Arab nations, initially supported by Russia and China, proposed curbs on the free flow of information to and from their countries. They depended on the United States and the West to acquiesce to their demands and allow them to regulate the Internet within their borders.
In the ten days of the conference, the negotiations essentially pitted the West’s desire to preserve the unregulated nature of the Net against developing countries yearning for better Web access and strong-arm states such as Iran and China that closely filter cyberspace.
More than 20 countries joined the U.S. on Friday in refusing to sign the protocols by the U.N.’s International Telecommunications Union, claiming it opens the door to greater government controls of the Net and could be used by authoritarian states to justify further crackdowns on cyberspace.
Using the fig leaf of providing greater Internet access to the world’s least developed regions, the opposing side insisted that they should have a greater sway over Internet affairs and seek to break a perceived Western grip on information technology.

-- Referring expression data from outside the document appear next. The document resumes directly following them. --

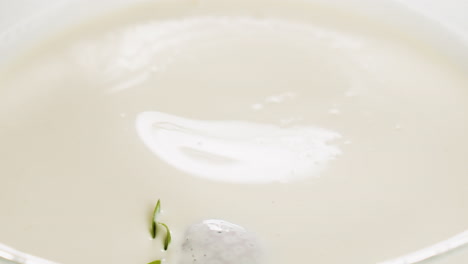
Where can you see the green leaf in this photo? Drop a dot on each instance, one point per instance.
(168, 238)
(154, 224)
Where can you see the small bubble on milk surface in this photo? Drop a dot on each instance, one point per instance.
(219, 242)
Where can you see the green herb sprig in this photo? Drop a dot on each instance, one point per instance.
(154, 229)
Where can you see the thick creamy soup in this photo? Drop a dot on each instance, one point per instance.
(280, 133)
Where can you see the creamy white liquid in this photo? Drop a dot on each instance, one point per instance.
(330, 138)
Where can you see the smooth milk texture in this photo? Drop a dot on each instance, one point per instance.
(330, 137)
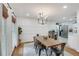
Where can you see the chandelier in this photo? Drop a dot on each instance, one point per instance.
(42, 19)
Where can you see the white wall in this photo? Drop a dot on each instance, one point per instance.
(8, 42)
(31, 28)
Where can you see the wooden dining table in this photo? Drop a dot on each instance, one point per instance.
(48, 42)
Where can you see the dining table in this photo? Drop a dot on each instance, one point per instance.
(48, 42)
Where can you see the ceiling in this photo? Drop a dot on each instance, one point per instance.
(54, 11)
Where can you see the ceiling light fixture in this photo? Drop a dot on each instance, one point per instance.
(65, 6)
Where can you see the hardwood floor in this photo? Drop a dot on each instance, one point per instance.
(18, 51)
(72, 51)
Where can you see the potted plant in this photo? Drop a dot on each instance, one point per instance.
(19, 33)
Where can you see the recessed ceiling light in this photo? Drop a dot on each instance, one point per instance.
(65, 6)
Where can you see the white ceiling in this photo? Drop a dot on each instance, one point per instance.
(54, 11)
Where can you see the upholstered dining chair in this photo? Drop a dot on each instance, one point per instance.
(58, 50)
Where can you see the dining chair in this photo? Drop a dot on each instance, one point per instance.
(58, 50)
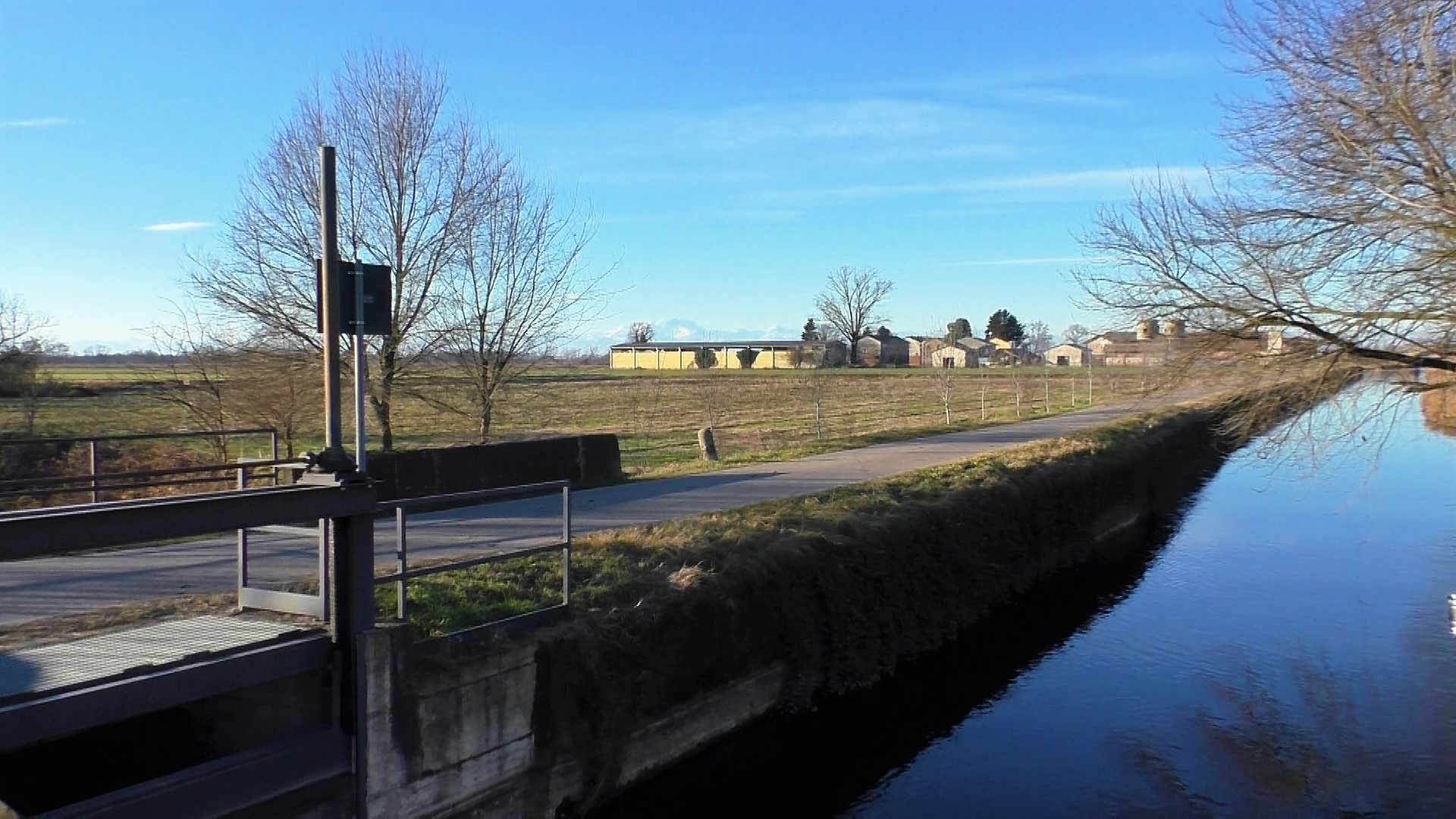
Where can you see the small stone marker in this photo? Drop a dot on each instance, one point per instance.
(705, 444)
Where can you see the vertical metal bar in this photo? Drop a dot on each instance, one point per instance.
(565, 551)
(95, 468)
(324, 570)
(400, 564)
(360, 442)
(353, 551)
(242, 542)
(329, 290)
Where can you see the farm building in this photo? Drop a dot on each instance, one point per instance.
(922, 347)
(1066, 356)
(951, 356)
(727, 354)
(883, 349)
(1098, 344)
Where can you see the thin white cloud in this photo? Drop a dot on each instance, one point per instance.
(823, 121)
(1145, 66)
(175, 226)
(1092, 180)
(36, 123)
(1014, 262)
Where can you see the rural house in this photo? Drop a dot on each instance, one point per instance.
(727, 354)
(951, 356)
(1068, 356)
(883, 349)
(922, 347)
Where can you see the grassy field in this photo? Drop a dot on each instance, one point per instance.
(756, 416)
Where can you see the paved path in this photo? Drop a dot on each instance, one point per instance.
(80, 583)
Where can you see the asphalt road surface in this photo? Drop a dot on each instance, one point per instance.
(80, 583)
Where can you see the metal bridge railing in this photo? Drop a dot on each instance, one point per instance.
(403, 573)
(95, 482)
(79, 687)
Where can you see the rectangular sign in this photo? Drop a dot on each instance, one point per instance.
(376, 284)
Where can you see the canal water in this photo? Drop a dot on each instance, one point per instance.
(1285, 646)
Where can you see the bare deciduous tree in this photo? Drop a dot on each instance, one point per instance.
(1337, 224)
(413, 180)
(19, 322)
(519, 289)
(851, 303)
(1038, 337)
(197, 357)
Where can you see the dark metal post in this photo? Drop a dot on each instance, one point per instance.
(95, 468)
(332, 458)
(242, 542)
(565, 551)
(400, 564)
(360, 444)
(353, 601)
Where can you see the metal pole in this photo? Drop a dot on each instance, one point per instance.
(95, 468)
(325, 596)
(400, 564)
(242, 544)
(360, 457)
(565, 551)
(332, 460)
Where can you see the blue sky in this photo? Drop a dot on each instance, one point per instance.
(733, 153)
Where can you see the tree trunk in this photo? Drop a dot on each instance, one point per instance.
(485, 419)
(382, 398)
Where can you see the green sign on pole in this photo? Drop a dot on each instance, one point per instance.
(370, 280)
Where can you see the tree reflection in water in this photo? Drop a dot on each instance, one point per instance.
(1321, 742)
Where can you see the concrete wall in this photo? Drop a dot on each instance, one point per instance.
(463, 727)
(588, 458)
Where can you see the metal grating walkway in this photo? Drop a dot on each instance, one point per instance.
(53, 668)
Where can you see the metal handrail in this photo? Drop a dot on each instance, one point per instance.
(402, 573)
(93, 450)
(150, 472)
(69, 529)
(142, 436)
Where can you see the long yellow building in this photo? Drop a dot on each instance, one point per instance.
(727, 354)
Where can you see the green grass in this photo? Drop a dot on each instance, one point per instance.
(758, 416)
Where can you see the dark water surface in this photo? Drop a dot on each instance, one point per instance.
(1286, 649)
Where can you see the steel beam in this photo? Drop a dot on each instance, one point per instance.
(224, 786)
(76, 710)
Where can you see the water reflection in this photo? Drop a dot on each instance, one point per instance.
(1288, 651)
(820, 763)
(1310, 741)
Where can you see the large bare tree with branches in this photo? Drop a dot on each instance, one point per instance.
(1337, 223)
(519, 290)
(851, 303)
(416, 180)
(18, 322)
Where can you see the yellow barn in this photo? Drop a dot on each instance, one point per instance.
(726, 354)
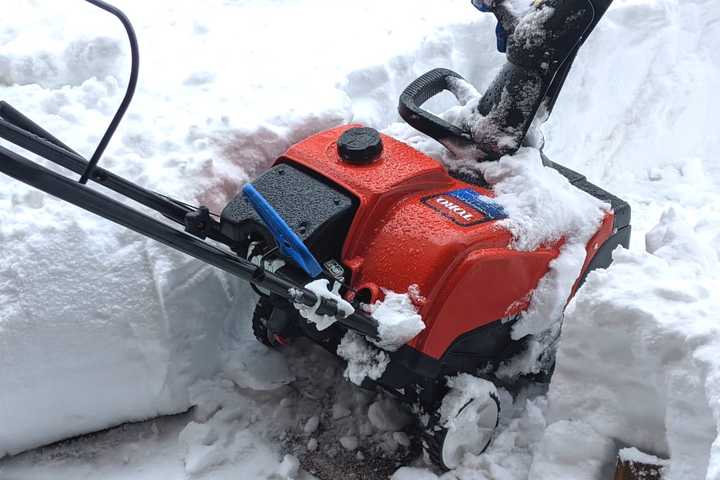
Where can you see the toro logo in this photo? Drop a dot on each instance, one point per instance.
(465, 207)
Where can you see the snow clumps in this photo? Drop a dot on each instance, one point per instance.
(398, 320)
(321, 289)
(364, 360)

As Americans who love freedom in its most unfettered form, we should be proud of our representatives who fought for the freedom of the Internet. “A free and open Internet with limited restrictions has been critical to its development into one of the greatest tools for empowering people to connect and share information globally,” said U.S. Rep. Zoe Lofgren, who represents part of Silicon Valley, in a statement from Washington.
“But there are countries and groups who wish to exert greater control over the Internet in order to restrict or censor it for political or cultural reasons,” she added. “We need to stand firm against those kinds of threats if we want the Internet to continue as a vibrant engine for innovation, human rights, cultural and economic growth.”
In the end, it was supported by 89 countries in the 193-member U.N. telecoms union. Fifty-five did not sign, including the U.S.-led bloc of more than 20 nations, and others needing home country approval. The remainder did not have high-ranking envoys in Dubai.
Hamadoun Toure, the union’s secretary-general, is one of those who just doesn’t get it, saying that he was “very much surprised” by the U.S. led opposition. Of course, being educated in Moscow, he simply doesn’t understand that the cost of freedom is eternal vigilance.
A ghostly parade of patriots, however, would understand that freedom isn’t always free and we need to defend every effort by any government or international organization to curtail it.